Just as sensory bombardment can confuse a patient, so too many calls -- or too few operators -- lead to a blockage. A typical hospital with 600 to 700 beds may have over 20 outside lines operating at the one time. Any additional telephone callers -- and there may be a dozen of them at a busy time -- must simply wait their turn as the lines are one by one.

In principle, the remedies are simple -- reduce the number of calls and increase switchboard facilities and operators until the equation is balanced. In practice, the problem can only he skirted in a few hundred words. Many factors enter.

Where can direct outside dialling be introduced without leaving a "free" service open to abuse?
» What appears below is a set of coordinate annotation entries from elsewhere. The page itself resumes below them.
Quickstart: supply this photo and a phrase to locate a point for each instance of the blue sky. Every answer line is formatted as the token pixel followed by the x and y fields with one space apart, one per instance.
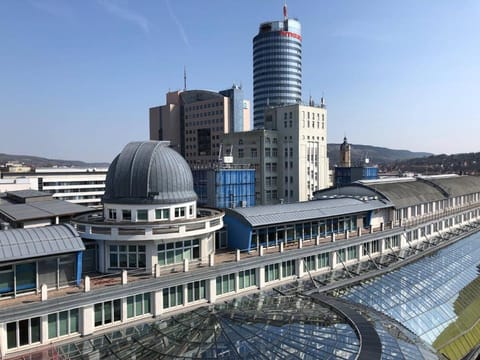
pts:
pixel 77 77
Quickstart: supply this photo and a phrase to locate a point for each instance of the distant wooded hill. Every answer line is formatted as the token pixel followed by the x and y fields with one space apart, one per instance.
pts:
pixel 376 155
pixel 36 161
pixel 467 164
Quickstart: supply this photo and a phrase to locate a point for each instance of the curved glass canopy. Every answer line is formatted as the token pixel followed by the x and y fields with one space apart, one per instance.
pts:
pixel 437 297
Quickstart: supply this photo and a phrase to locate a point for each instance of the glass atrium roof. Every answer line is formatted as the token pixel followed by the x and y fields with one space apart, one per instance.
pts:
pixel 437 297
pixel 262 326
pixel 426 306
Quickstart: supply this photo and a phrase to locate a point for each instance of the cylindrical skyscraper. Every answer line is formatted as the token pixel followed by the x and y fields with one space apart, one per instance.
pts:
pixel 277 66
Can outside calls be restricted so that personal calls between Sydney and Perth do not add to the hospital's running costs? What departments of a hospital should have their own separately listed numbers?
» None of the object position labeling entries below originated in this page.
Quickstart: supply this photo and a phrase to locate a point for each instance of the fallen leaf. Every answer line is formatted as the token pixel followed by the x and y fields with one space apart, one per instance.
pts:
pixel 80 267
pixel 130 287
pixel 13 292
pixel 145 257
Some telephones in a hospital often lack a person close by to answer a call, so that it takes many minutes to get an answer, if there is an answer at all. Can such telephones be placed better? Some members of hospital staff have hazy ideas about telephone manners, or immature ideas about the relative importance of dignity (or."pecking order") and promptness. Many callers have exaggerated ideas about what sort of information to expect by telephone, or demand long explanations from a doctor unavoidably busy with other work. (This has led to an interesting ploy, called the "muff-it" ploy, in which the doctor cuts off the caller during his own speech. The caller then blames a technical fault for the abrupt end, never imagining someone would interrupt himself in this way.)

Internal telephone directories can be a problem. It not tattered, hidden or lost, the directory may be printed on a duplicator almost dry of ink, or the numbers may be two or three inches away from the entry, so that it is a gymnastic ocular feat to determine which number corresponds to the phrasing opposite, especially with numbered wards. Even the listings may be confusing. For a hospital veteran the locally used name for each department may be obvious, but the new resident may easily fail to find a number under the more usual headings.
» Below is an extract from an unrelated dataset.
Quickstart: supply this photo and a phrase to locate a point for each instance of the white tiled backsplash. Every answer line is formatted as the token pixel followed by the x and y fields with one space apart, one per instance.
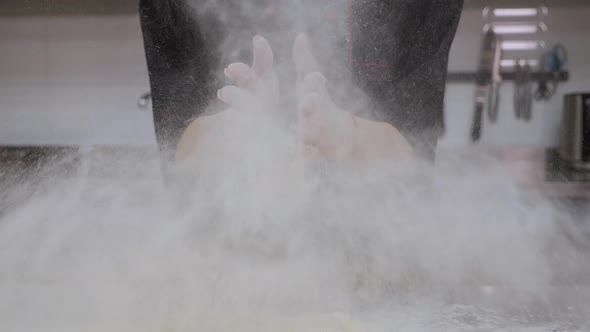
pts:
pixel 568 26
pixel 72 80
pixel 78 79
One important step is for hospitals to have more coin-operated telephones, and handy small change of money. Personal calls by hospital staff would be achieved much more quickly, and none should quarrel with the five cents' cost, which has no business coming out of the public purse. Patients who are ambulant could telephone their families from a handy coin box, saving many incoming calls, the need for favours and avoidable dependence on the hospital. Even senior consultants would be glad to part with five cents for the convenience of dialling out directly to their cleared rooms instead of waiting on a complicated series of connections

If facilities are provided on every floor of new hospitals in which people may spend a penny, it is reasonable in this electronic age to have comparable facilities on every floor where they may sit down to spend five cents.



Some details date this piece as 35 years old, for example phone calls costing 5 cents and no mention of mobile phones.

However the general principles still apply - unthinking administration.

Some of the remedies are surprisingly simple, and so obvious!"